I have results from the same test applied to two independent samples:

x <- c(17, 12, 13, 16, 9, 19, 21, 12, 18, 17)
y <- c(10, 6, 15, 9, 8, 11, 8, 16, 13, 7, 5, 14)

And I want to compute a Wilcoxon rank sum test.

When I calculate the statistic $T_{W}$ by hand, I get: $$ T_{W}=\sum\text{rank}(X_{i}) = 156.5 $$

When I let R perform a wilcox.test(x, y, correct = F), I get:

W = 101.5

Why is that? Shouldn't the statistic $W^{+}$ only be returned when I perform a signed rank test with paired = T? Or do I misunderstand the rank sum test?

How can I tell R to output $T_{W}$

As part of the test results, not through something like:

dat <- data.frame(v = c(x, y), s = factor(rep(c("x", "y"), c(10, 12))))
dat$r <- rank(dat$v)
T.W <- sum(dat$r[dat$s == "x"])

I asked a follow up question about the meaning of the Different ways to calculate the test statistic for the Wilcoxon rank sum test


1 Answer 1


The Note in the help on the wilcox.test function clearly explains why R's value is smaller than yours:


The literature is not unanimous about the definitions of the Wilcoxon rank sum and Mann-Whitney tests. The two most common definitions correspond to the sum of the ranks of the first sample with the minimum value subtracted or not: R subtracts and S-PLUS does not, giving a value which is larger by m(m+1)/2 for a first sample of size m. (It seems Wilcoxon's original paper used the unadjusted sum of the ranks but subsequent tables subtracted the minimum.)

That is, the definition R uses is $n_1(n_1+1)/2$ smaller than the version you use, where $n_1$ is the number of observations in the first sample.

As for modifying the result, you could assign the output from wilcox.test into a variable, say a, and then manipulate a$statistic - adding the minimum to its value and changing its name. Then when you print a (e.g. by typing a), it will look the way you want.

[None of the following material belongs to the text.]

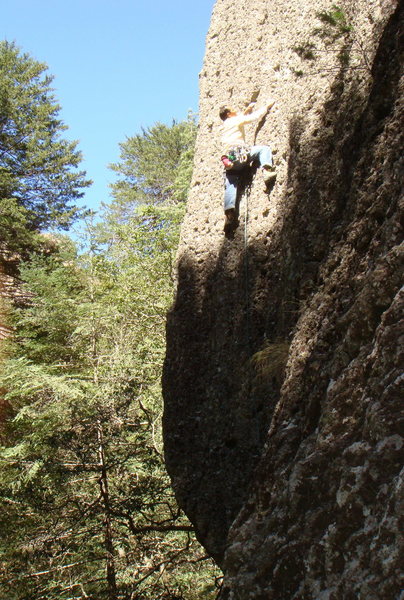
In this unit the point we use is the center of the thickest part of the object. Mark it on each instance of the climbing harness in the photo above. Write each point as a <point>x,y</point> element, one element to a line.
<point>236,157</point>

To see what I am getting at, try this:

a <- wilcox.test(x,y,correct=FALSE)

So for example if you do this:

n1 <- length(x)
a$statistic <- a$statistic + n1*(n1+1)/2
names(a$statistic) <- "T.W"

then you get:

        Wilcoxon rank sum test with continuity correction

data:  x and y 
T.W = 156.5, p-value = 0.006768
alternative hypothesis: true location shift is not equal to 0 

It's quite common to refer to the rank sum test (whether shifted by $n_1(n_1+1)/2$ or not) as either $W$ or $w$ or some close variant (e.g. here or here). It also often gets called '$U$' because of Mann & Whitney. There's plenty of precedent for using $W$, so for myself I wouldn't bother with the line that changes the name of the statistic, but if it suits you to do so there's no reason why you shouldn't, either.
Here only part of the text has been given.